We next assessed the sediment cores collected from the white halos to explore prior proposals that these structures were microbial in origin. Obtaining DNA from the halo sediments was challenging and required repeated extraction, additional clean-up steps, and the pooling of several extracts to obtain low yields (average 1.0 ± 28.5 ng/µL) of poor-quality DNA (Nanodrop 260/280 average 2.80; 260/230 average 0.62). Rarefaction curves (Fig. S2) and Faith's phylogenetic diversity metrics (Fig. 3) revealed that the halo sediment communities were significantly less diverse (average Faith's PD = 64.4 ± 39.2) than other samples (average Faith's PD = 151 ± 44.2, Kruskal–Wallis P = 0.0015) (Table S4) and contained fewer OTUs (Table S2), averaging 428 ± 156 (barrel 1S, 6–8 cm outlier removed) compared with 1,512 ± 592 for the nonhalo sediments. Furthermore, the 10 most abundant OTUs in the white halo sediments comprised on average 63.4% ± 17.6% of the community compared with 18.7% ± 3.5% in the nonhalo sediments (Fig. 4). Similarly, reduced macrofaunal density and diversity have been reported in sediments underlying the white halos (10).
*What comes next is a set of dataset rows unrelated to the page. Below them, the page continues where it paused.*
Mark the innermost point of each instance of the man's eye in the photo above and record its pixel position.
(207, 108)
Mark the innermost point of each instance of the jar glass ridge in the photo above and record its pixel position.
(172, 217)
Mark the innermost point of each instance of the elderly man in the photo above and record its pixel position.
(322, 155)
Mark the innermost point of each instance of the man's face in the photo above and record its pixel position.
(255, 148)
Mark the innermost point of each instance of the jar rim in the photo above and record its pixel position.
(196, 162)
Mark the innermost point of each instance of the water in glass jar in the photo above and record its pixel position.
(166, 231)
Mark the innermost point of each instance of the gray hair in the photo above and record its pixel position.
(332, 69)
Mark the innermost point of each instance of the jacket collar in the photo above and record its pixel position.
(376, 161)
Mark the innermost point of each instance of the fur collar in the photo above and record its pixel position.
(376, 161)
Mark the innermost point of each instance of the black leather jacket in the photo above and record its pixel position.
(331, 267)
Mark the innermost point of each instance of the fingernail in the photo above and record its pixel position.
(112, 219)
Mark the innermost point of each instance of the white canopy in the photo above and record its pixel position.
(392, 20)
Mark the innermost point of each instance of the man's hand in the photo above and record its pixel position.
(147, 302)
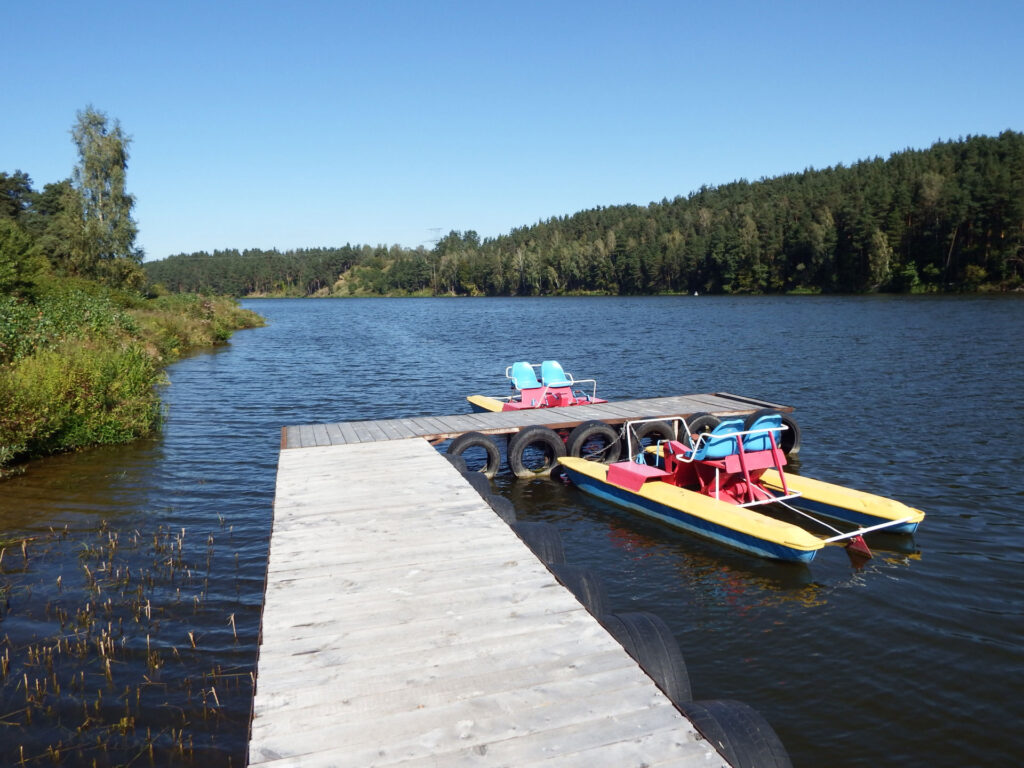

Fig. 3. — Sediment microbial diversity. Box and whisker plot with overlaid jitter plot of Faith's phylogenetic diversity in sediment samples collected at different distances from barrels (X-axis). Horizontal line indicates the median, box shows the interquartile range, and whiskers extend to ±1.5× interquartile range. Colors correspond to sediment depth horizons. *Indicates significant difference between means; ns indicates not significant.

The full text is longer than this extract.